6 new customers x $15 ppa = $90 additional revenue for the day.

There are roughly 90 days in a quarter so:

$90/day new revenue x 90 days = $8100 in new revenue for the quarter.

Minus our marketing budget of $2450, that's new net revenue of $5650  in the first quarter your ad runs. In the second quarter, you'd only have the $450 Facebook ad expense and your net revenue would increase to $7650.

And we haven't even calculated repeat visits those new customers would make, how additional people they could bring with each visit, or the number of visits their word-of-mouth would generate.

But there's more to why you should start advertising on Facebook and specifically with video.

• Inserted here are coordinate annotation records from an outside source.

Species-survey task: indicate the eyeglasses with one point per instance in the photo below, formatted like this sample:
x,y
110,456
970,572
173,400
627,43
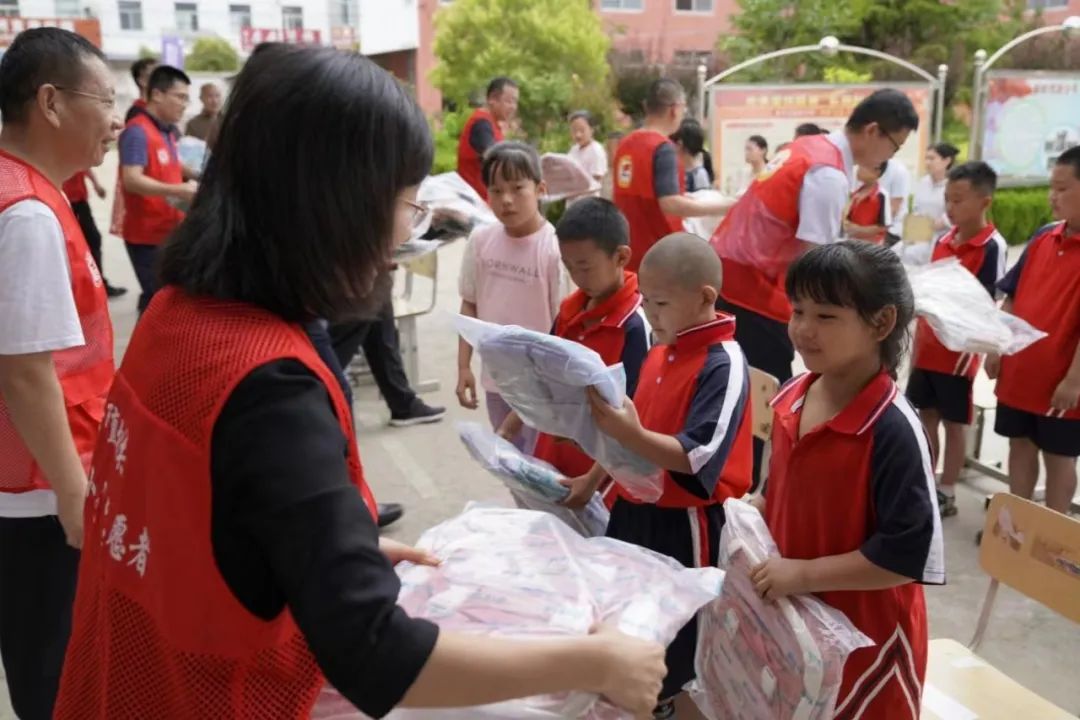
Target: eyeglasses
x,y
421,217
108,100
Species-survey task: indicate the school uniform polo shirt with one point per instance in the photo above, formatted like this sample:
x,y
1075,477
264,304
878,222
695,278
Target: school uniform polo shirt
x,y
984,257
1044,286
863,481
698,391
618,331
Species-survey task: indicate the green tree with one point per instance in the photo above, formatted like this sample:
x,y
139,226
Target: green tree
x,y
212,55
555,50
926,32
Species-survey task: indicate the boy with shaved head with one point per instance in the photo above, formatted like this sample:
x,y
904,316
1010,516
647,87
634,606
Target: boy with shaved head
x,y
690,416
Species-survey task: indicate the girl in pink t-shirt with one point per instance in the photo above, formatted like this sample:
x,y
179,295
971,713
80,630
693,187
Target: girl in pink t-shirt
x,y
512,272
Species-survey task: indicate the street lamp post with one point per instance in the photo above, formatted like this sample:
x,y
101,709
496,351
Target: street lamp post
x,y
831,45
983,65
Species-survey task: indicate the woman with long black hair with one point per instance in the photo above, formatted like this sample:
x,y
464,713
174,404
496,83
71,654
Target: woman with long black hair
x,y
232,564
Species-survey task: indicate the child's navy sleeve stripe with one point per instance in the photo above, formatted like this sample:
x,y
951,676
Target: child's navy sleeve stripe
x,y
635,347
713,422
907,531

Facebook's autoplay feature makes viewers 25% more likely to watch your ad. Videos are 12x more likely to be shared on Facebook over links and pictures combined. And Facebook's targeting and placement algorithms ensure only qualified leads (via your targeting choices) will see your ad anytime they log on during your campaign.

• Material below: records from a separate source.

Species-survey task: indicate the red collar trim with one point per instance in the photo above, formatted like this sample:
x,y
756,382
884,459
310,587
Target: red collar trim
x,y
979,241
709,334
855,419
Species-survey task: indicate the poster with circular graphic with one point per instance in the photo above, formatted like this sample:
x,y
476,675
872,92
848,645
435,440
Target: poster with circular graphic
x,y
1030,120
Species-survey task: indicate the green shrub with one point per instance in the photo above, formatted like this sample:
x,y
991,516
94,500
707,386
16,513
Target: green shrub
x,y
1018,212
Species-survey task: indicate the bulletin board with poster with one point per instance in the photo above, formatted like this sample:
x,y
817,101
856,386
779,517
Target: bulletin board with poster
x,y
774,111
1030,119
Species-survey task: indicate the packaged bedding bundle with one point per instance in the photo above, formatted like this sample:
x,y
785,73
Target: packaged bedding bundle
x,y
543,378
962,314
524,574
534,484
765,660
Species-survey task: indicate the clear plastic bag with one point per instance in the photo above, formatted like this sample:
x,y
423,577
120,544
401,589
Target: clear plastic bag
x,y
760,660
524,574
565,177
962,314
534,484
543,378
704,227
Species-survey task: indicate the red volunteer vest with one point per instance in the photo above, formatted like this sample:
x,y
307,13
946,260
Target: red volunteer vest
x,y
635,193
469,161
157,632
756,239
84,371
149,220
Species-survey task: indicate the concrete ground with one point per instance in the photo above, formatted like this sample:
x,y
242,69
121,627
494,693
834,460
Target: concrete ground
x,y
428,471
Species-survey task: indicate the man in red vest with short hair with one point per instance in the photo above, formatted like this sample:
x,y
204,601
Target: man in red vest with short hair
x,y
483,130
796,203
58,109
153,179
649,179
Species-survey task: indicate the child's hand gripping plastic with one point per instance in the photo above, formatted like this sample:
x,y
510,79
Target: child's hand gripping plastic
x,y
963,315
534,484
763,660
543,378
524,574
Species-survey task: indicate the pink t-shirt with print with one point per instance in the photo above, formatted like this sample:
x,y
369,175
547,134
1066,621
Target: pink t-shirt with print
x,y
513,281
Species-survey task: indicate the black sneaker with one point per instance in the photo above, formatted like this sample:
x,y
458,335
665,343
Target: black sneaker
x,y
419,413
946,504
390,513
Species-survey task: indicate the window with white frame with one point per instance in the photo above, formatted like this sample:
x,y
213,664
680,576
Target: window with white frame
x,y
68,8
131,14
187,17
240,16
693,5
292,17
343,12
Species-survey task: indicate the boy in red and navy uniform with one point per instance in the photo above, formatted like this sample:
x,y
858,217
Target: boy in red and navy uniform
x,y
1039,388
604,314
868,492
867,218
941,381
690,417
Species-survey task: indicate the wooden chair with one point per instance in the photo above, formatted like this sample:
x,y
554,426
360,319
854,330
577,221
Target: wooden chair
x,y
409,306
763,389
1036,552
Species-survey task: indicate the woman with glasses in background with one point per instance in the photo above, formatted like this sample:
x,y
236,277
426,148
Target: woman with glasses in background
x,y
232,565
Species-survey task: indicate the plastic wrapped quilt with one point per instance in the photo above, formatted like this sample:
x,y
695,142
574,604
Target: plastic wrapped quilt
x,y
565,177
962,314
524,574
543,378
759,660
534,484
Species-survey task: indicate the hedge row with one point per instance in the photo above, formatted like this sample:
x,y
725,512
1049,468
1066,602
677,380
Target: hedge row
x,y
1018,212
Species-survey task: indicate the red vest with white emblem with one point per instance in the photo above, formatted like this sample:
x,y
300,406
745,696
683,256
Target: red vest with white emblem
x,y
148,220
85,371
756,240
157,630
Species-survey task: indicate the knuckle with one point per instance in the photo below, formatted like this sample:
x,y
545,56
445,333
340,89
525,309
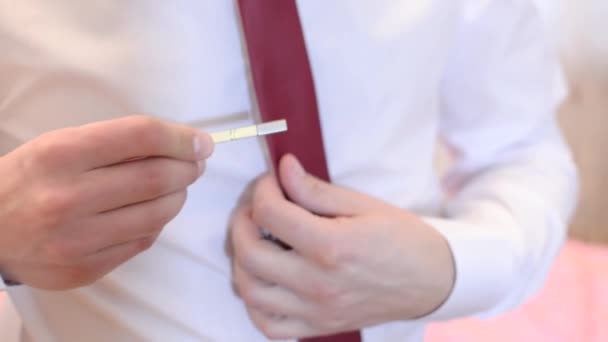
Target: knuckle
x,y
145,244
332,323
246,259
50,150
270,330
55,204
325,293
148,130
62,252
79,275
262,209
155,177
335,254
163,211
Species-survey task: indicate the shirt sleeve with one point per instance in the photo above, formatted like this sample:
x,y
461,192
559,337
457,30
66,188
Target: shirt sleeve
x,y
513,185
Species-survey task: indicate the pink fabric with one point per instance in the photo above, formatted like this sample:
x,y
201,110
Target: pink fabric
x,y
573,306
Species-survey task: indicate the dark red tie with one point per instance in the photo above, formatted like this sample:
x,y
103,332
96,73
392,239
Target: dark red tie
x,y
284,88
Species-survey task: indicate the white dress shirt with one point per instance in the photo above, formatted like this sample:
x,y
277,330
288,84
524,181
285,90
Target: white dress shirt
x,y
392,77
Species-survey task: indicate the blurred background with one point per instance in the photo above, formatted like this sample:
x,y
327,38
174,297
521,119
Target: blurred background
x,y
579,29
573,304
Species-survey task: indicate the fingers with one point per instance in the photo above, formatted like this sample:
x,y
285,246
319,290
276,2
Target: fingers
x,y
280,328
110,142
295,226
130,223
136,181
267,261
318,196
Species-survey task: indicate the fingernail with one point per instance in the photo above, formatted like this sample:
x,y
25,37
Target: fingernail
x,y
298,170
203,145
201,167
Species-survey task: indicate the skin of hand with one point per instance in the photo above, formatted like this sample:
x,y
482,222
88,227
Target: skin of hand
x,y
354,261
77,202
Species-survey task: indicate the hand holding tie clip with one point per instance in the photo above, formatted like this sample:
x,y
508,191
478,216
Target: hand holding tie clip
x,y
233,134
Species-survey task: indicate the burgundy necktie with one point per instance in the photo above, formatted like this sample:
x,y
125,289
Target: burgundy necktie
x,y
284,88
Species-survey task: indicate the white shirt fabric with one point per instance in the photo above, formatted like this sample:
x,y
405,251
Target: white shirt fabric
x,y
393,76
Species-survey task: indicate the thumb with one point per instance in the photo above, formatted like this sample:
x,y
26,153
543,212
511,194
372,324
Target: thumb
x,y
318,196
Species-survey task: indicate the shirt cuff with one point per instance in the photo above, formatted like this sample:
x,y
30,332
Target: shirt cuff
x,y
2,284
484,266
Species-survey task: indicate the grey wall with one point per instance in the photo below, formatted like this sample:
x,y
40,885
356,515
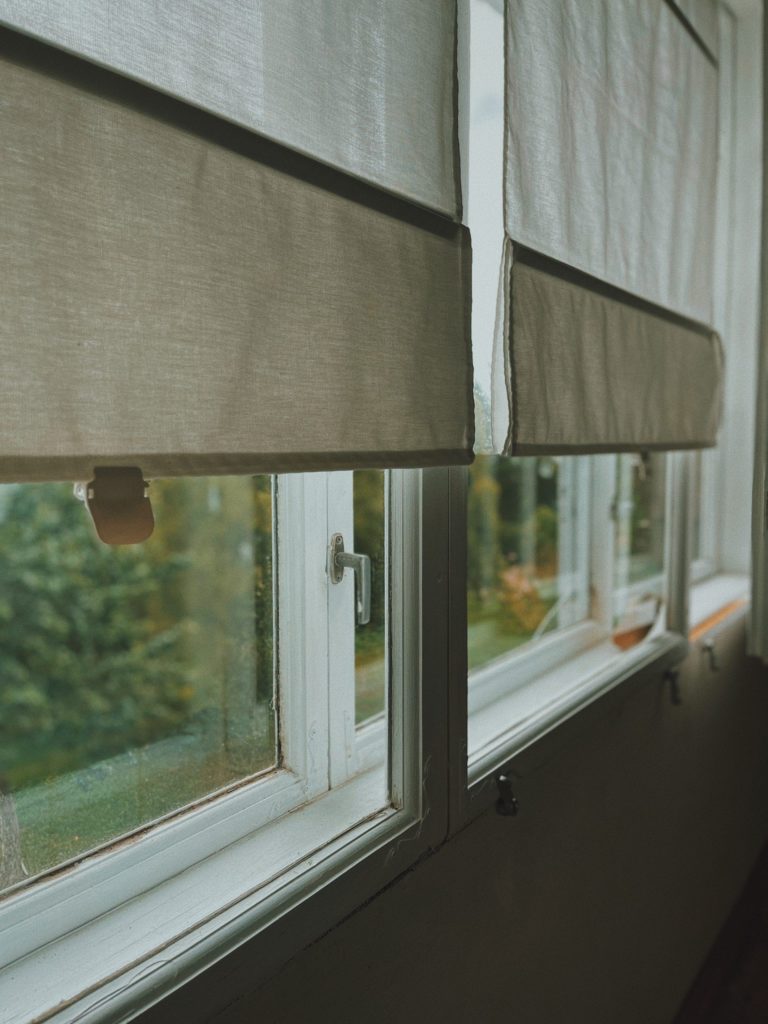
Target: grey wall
x,y
638,827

Advertising with video on Facebook is a new frontier, but it's already proving to be a huge advantage for businesses willing to forge ahead. Don't be the left behind.

Patrick Kirk

No one knows the exact day Patrick Kirk was born, because he was carried into town by a pack of wild coyotes, but the end of March seems to have some consensus built around it. The townsfolk hadn’t much need for a coyote-raised wild boy seein’ as they already had a town idiot. So, they set Patrick off with the next traveling circus that rolled through town. It was there that the young boy learned of books and math and writing and other cultural offerings from Martha, the kindly old bearded lady, and her husband, Harold, the world’s tallest midget. In between shows, he would explore each new town, never having the chance to make friends with children his age, mostly because they didn’t speak coyote… However, it was on one such trek in his later teen years that Patrick happened upon a small cinema playing an engagement of Major League II. From then on, he knew that he must dedicate his life to motion pictures. The members of the circus were sad to see him go, some angry calling cinema ‘beneath them’, but Patrick took his leave and headed off to university to study the filmic arts. Over nearly half a decade of study, Patrick learned from notables such as Fritz Kiersch, director of Children of the Corn, and Gray Fredrickson, producer of the Godfather Trilogy. Patrick has worked locally in the Oklahoma City market as a grip, camera operator, and editor. He has directed a number of short films and commercial projects and aspires to do more. When not in the editing suite or on set, Patrick can be found relaxing at local sporting events or playing a round of golf. He is particularly fond of poker and has been known to frequent the local casinos. Patrick also experiments with cooking and can make a mean batch of tacos. Among things he still would like to accomplish, Patrick hopes to fly to the moon one day and get into an old fashioned pistols at dawn duel; preferably both at the same time.